SEGUNDO:CON ESTIMACIÓN PARCIAL DEL RECURSO CONTENCIOSO-ADMINISTRATIVO INTERPUESTO POR LA REPRESENTACIÓN PROCESAL DEL AHORA APELANTE, EN RELACIÓN CON LA DESESTIMACIÓN PRESUNTA POR SILENCIO ADMINISTRATIVO DE LA PETICIÓN CURSADA EN DEMANDA DE INDEMNIZACIÓN Y DECLARACIÓN DE RESPONSABILIDAD PATRIMONIAL, POR DAÑOS Y PERJUICIOS , DEBEMOS DECLARAR Y DECLARAMOS:

1º.- LA DISCONFORMIDAD A DERECHO DE LA ACTUACIÓN ADMINISTRATIVA RECURRIDA QUE, POR ELLO, DEBEMOS ANULARLA Y LA ANULAMOS.

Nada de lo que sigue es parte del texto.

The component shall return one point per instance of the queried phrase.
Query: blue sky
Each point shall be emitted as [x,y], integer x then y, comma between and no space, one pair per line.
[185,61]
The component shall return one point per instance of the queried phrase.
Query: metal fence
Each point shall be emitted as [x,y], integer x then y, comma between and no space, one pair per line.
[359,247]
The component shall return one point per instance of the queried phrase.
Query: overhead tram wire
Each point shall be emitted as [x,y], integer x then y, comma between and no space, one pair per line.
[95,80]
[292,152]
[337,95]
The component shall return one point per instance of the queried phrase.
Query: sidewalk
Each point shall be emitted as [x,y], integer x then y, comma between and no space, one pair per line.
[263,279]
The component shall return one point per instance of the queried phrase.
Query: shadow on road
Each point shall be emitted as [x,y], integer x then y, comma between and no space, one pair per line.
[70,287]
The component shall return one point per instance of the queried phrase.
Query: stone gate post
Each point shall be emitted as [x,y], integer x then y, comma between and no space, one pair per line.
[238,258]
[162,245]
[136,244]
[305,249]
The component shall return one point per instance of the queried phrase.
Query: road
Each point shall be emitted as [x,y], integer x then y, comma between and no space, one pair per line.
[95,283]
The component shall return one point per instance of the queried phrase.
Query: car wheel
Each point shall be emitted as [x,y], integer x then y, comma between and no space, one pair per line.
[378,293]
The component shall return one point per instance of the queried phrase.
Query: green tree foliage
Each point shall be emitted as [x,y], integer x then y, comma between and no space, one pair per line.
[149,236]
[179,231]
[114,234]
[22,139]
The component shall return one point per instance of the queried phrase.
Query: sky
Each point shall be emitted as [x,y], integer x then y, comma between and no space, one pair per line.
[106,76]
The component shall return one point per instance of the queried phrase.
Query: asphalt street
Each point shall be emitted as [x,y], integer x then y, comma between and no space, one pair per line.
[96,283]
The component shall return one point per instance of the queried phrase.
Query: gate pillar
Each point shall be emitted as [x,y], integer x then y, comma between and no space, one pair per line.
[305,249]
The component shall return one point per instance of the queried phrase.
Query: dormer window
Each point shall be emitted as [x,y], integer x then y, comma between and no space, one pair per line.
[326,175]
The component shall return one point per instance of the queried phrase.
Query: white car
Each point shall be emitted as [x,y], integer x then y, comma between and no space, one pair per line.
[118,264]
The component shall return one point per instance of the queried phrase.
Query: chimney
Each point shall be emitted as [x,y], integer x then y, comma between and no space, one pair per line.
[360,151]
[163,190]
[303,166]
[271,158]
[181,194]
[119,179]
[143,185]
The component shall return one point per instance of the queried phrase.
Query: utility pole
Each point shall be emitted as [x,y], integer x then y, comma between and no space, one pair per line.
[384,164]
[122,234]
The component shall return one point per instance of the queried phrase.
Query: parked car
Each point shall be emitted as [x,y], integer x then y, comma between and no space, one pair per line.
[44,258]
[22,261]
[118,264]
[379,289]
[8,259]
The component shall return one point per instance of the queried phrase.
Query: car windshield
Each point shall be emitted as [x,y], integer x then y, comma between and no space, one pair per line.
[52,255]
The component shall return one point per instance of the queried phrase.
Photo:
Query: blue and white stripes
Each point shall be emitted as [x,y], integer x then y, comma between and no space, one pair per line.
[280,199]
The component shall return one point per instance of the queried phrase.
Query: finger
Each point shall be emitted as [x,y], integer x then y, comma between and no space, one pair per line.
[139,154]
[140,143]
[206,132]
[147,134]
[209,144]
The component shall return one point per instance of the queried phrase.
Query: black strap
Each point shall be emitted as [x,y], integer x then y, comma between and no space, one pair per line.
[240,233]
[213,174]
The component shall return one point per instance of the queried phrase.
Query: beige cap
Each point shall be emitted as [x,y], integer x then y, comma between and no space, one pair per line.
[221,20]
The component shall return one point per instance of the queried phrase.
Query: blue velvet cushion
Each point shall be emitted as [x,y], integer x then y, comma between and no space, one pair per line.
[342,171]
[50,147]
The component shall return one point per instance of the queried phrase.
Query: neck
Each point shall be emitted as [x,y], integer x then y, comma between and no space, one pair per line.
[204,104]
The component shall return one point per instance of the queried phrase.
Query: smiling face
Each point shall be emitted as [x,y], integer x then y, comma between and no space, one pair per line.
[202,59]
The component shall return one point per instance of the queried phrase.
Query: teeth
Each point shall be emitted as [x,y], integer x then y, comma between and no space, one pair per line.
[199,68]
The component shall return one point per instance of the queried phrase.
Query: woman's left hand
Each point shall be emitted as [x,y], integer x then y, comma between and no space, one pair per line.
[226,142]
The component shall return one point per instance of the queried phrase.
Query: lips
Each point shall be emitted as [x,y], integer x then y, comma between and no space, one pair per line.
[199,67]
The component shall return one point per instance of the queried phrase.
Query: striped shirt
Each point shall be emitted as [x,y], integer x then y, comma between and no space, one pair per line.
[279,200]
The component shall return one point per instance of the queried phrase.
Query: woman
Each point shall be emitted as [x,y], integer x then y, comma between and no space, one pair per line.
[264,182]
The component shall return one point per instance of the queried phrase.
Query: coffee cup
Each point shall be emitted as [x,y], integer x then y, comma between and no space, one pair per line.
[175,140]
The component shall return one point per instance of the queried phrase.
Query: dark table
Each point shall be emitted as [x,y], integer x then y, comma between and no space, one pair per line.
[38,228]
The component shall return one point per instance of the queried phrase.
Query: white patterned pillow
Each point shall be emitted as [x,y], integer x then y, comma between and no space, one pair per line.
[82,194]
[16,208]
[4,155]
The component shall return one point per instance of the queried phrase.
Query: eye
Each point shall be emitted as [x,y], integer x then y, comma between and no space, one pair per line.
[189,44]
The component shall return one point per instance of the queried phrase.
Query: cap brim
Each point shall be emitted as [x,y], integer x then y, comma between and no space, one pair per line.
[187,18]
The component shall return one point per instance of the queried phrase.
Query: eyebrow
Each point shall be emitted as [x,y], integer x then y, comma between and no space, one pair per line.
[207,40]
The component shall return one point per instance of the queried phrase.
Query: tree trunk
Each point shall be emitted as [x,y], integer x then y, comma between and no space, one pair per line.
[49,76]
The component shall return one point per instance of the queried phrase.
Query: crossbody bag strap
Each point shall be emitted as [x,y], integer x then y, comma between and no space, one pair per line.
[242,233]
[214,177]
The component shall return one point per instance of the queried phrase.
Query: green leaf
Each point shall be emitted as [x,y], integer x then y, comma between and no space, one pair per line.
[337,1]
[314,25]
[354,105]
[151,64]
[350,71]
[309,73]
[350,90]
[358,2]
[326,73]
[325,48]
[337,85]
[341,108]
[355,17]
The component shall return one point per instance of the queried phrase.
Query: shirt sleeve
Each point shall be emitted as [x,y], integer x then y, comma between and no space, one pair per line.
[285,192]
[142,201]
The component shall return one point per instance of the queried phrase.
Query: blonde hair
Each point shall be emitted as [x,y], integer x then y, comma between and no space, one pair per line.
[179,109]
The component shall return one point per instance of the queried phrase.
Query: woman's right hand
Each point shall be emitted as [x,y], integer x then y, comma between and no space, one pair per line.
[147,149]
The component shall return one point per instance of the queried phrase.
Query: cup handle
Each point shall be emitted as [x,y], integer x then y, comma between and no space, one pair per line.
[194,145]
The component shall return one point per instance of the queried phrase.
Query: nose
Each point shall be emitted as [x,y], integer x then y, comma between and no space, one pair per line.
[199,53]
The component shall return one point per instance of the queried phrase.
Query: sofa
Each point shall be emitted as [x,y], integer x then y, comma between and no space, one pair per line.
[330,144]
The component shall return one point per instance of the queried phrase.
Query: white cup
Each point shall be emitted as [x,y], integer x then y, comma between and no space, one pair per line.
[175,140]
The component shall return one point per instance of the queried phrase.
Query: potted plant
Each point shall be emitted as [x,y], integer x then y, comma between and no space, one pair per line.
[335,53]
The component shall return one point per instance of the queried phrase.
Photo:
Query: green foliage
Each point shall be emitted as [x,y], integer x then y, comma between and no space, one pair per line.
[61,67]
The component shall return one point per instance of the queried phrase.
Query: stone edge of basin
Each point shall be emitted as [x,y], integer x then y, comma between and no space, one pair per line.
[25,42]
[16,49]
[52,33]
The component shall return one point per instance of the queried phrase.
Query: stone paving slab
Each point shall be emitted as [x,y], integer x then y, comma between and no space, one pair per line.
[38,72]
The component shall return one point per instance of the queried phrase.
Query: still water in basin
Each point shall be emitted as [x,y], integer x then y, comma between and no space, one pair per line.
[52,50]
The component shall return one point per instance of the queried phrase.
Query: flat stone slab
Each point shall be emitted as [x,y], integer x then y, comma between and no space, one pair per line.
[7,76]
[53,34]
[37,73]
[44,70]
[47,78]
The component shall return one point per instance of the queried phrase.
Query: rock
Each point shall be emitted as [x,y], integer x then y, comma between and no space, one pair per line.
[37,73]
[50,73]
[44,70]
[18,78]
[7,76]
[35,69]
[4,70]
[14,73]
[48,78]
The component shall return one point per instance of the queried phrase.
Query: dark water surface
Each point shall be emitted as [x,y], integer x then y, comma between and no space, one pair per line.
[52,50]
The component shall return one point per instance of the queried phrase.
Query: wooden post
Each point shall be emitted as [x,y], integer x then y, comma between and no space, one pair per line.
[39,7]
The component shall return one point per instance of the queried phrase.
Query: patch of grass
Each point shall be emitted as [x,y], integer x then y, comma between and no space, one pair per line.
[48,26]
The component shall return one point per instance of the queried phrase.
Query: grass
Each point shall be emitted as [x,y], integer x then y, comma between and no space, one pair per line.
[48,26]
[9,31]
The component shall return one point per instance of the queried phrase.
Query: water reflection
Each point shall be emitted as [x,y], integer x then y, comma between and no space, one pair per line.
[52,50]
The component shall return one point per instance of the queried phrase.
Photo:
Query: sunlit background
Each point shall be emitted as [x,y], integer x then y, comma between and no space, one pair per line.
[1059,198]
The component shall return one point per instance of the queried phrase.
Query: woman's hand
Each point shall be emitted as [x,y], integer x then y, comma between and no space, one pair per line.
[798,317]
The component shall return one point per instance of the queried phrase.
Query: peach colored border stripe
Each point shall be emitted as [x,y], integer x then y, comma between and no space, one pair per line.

2º.- RECONOCEMOS EL DERECHO DEL RECURRENTE A VERSE RESARCIDO POR LA ADMINISTRACION DEMANDADA DEL PERJUICIO PATRIMONIAL PRODUCIDO, CONDENANDO COMO CONDENAMOS A OSAKIDETZA-SERVICIO VASCO DE SALUD A INDEMNIZAR AL RECURRENTEEN LA SUMA DE 30.000 EUROS, CANTIDAD CALCULADA CON REFERENCIA A LA FECHA DE PRODUCCIÓN DEL DAÑO QUE HABRÁ DE VERSE INCREMENTADAS, EN CONCEPTO DE MEDIDA COMPLEMENTARIA DE RESTABLECIMIENTO DE LA SITUACIÓN JURÍDICA RECONOCIDA, EN LA QUE RESULTE DE LA APLICACIÓN A LA MISMA DEL INDICE GENERAL DE PRECIOS AL CONSUMO FIJADO POR EL INSTITUTO GENERAL DE ESTADÍSTICA, DESDE EL DÍA DE LA RECLAMACIÓN ADMINISTRATIVA HASTA EL DÍA EN QUE TENGA LUGAR LA NOTIFICACIÓN DE ESTA SENTENCIA, CONTABILIZÁNDOSE AÑO POR AÑO CONFORME AL INDICE GENERAL DE PRECIOS AL CONSUMO FIJADO POR EL INSTITUTO GENERAL DE ESTADÍSTICA.

CONDENANDO COMO CONDENAMOS A LA ADMINISTRACIÓN DEMANDADA A LA SATISFACCIÓN A LAS PARTES ACTORAS DE LAS CANTIDADES ANTEDICHAS.

TERCERO:NO EFECTUAMOS IMPOSICIÓN A NINGUNA DE LAS PARTES DE LAS COSTAS CAUSADAS EN AMBAS INSTANCIAS.

ESTA RESOLUCIÓN ES FIRME Y CONTRA LA MISMA NO CABE INTERPONER RECURSO ORDINARIO ALGUNO.

Así por esta nuestra Sentencia de la que se llevará testimonio a los autos, lo pronunciamos, mandamos y firmamos.

PUBLICACION.-Leída y publicada fue la anterior sentencia por el Iltmo. Sr. Magistrado Ponente de la misma, estando celebrando audiencia pública la Sala de lo Contencioso Administrativo del Tribunal Superior de Justicia del Pais Vasco, en el día de su fecha, de lo que yo el Secretario doy fe.